Role of economic theory in macroeconometrics

The Cowles Commission research agenda focused on simultaneous equation models (SEMs) and put much weight on the issue of identification. In dealing with these issues, economic theory plays an important part. The prominent representative of this tradition, Lawrence Klein, writes in a very readable survey of the interaction between statistics and economics in the context of macro­econometric modelling (Klein 1988) that the model building approach can be contrasted to pure statistical analysis, which is empirical and not so closely related to received economic theory as is model building.

Still, it is on this score the traditional macroeconomic model building has come under attack (see Favero 2001). Whereas the LSE methodology largely ascribes the failure of those early macroeconomic models to missing dynamics or model mis-specification (omitted energy price effects), other critiques like Robert Lucas and Christopher Sims have claimed that the cause is rather that they had a weak theoretical basis. The Lucas critique (see, for example, Lucas 1976) claims that the failure of conditional models is caused by regime shifts, as a result of policy changes and shifts in expectations. The critique carries over to SEMs if expectations are non-modelled. On the other hand, Sims (1980) argued that SEMs embodied ‘incredible’ identifying restrictions: the restric­tions needed to claim exogeneity for certain variables would not be valid in an environment where agents optimise intertemporally.

Sims instead advocated the use of a low-order vector autoregression to ana­lyse economic time-series. This approach appeared to have the advantage that it did not depend on an ‘arbitrary’ division between exogenous and endogenous variables and also did not require ‘incredible’ identifying restrictions.

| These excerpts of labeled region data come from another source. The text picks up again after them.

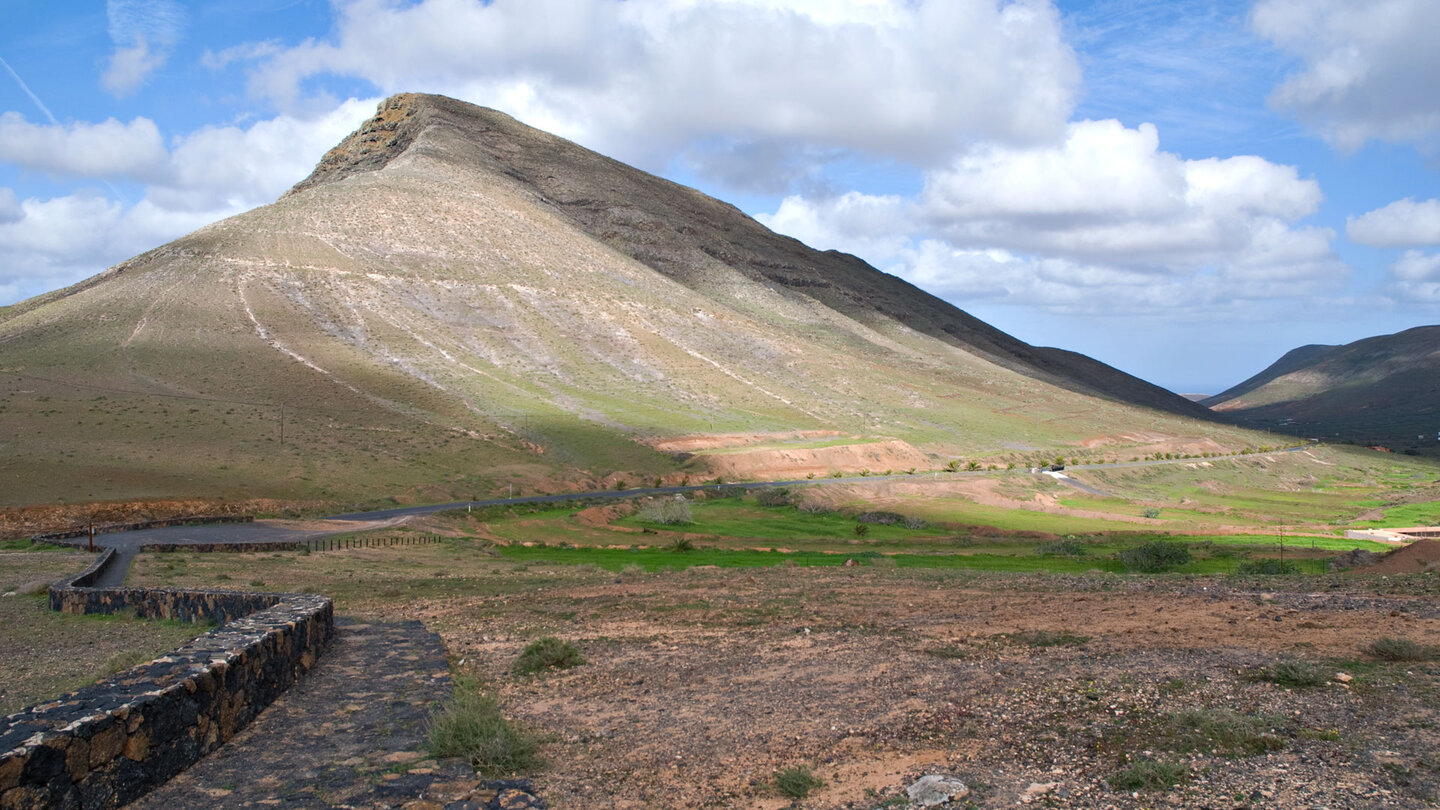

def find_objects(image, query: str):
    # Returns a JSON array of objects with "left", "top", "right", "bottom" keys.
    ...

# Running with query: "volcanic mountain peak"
[
  {"left": 1205, "top": 326, "right": 1440, "bottom": 451},
  {"left": 0, "top": 94, "right": 1246, "bottom": 499}
]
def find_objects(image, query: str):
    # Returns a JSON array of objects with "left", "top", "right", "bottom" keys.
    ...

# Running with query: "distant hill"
[
  {"left": 1202, "top": 326, "right": 1440, "bottom": 453},
  {"left": 0, "top": 94, "right": 1250, "bottom": 503}
]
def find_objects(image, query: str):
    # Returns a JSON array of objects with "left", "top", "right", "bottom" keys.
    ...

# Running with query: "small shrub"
[
  {"left": 1035, "top": 540, "right": 1089, "bottom": 556},
  {"left": 924, "top": 644, "right": 971, "bottom": 659},
  {"left": 1008, "top": 630, "right": 1090, "bottom": 647},
  {"left": 1120, "top": 540, "right": 1189, "bottom": 574},
  {"left": 1169, "top": 709, "right": 1284, "bottom": 757},
  {"left": 855, "top": 512, "right": 904, "bottom": 526},
  {"left": 1107, "top": 760, "right": 1187, "bottom": 790},
  {"left": 1236, "top": 559, "right": 1300, "bottom": 577},
  {"left": 428, "top": 679, "right": 540, "bottom": 777},
  {"left": 513, "top": 636, "right": 585, "bottom": 675},
  {"left": 755, "top": 487, "right": 791, "bottom": 506},
  {"left": 775, "top": 765, "right": 825, "bottom": 798},
  {"left": 1365, "top": 636, "right": 1440, "bottom": 662}
]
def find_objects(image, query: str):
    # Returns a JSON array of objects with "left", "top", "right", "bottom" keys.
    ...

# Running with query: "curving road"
[{"left": 84, "top": 445, "right": 1306, "bottom": 588}]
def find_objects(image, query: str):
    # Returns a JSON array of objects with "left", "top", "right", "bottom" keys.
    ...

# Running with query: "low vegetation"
[
  {"left": 429, "top": 677, "right": 540, "bottom": 777},
  {"left": 1256, "top": 659, "right": 1331, "bottom": 687},
  {"left": 775, "top": 765, "right": 825, "bottom": 798},
  {"left": 1107, "top": 760, "right": 1188, "bottom": 790},
  {"left": 1120, "top": 540, "right": 1192, "bottom": 574},
  {"left": 513, "top": 636, "right": 585, "bottom": 675},
  {"left": 1365, "top": 636, "right": 1440, "bottom": 662}
]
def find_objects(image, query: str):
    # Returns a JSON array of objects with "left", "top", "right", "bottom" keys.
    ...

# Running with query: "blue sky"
[{"left": 0, "top": 0, "right": 1440, "bottom": 392}]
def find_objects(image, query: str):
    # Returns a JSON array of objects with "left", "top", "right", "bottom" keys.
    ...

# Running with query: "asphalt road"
[{"left": 81, "top": 447, "right": 1305, "bottom": 587}]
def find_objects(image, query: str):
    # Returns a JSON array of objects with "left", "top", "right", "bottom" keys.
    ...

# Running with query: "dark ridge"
[
  {"left": 1200, "top": 343, "right": 1338, "bottom": 408},
  {"left": 1207, "top": 326, "right": 1440, "bottom": 454},
  {"left": 348, "top": 94, "right": 1215, "bottom": 419},
  {"left": 285, "top": 92, "right": 429, "bottom": 197}
]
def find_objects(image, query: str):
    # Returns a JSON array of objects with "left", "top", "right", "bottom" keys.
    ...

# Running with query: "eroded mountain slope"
[{"left": 0, "top": 95, "right": 1246, "bottom": 503}]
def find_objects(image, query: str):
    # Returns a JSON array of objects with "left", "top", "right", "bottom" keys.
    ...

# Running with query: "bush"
[
  {"left": 1120, "top": 540, "right": 1189, "bottom": 574},
  {"left": 635, "top": 494, "right": 696, "bottom": 526},
  {"left": 1365, "top": 636, "right": 1440, "bottom": 662},
  {"left": 855, "top": 512, "right": 904, "bottom": 526},
  {"left": 1109, "top": 760, "right": 1187, "bottom": 790},
  {"left": 511, "top": 636, "right": 585, "bottom": 675},
  {"left": 1035, "top": 540, "right": 1087, "bottom": 556},
  {"left": 755, "top": 487, "right": 791, "bottom": 506},
  {"left": 775, "top": 765, "right": 825, "bottom": 798},
  {"left": 1169, "top": 709, "right": 1284, "bottom": 757},
  {"left": 1236, "top": 559, "right": 1300, "bottom": 577},
  {"left": 428, "top": 679, "right": 540, "bottom": 777},
  {"left": 1009, "top": 630, "right": 1090, "bottom": 647}
]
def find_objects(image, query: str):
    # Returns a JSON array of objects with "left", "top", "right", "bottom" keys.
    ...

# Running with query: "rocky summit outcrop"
[{"left": 0, "top": 94, "right": 1248, "bottom": 503}]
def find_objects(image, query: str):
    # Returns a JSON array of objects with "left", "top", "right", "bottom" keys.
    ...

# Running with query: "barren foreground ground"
[
  {"left": 123, "top": 542, "right": 1440, "bottom": 809},
  {"left": 437, "top": 569, "right": 1440, "bottom": 807}
]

Instead Sims introduced identifying restrictions on the error structure of the model, and this approach has been criticised for being equally arbitrary. Later devel­opments have led to structural VAR models in which cointegration defines long-run relationships between non-stationary variables and where exogenous variables are reintroduced (see Pesaran and Smith 1998 for a survey in which they reanalyse an early model by King et al. 1991).[7]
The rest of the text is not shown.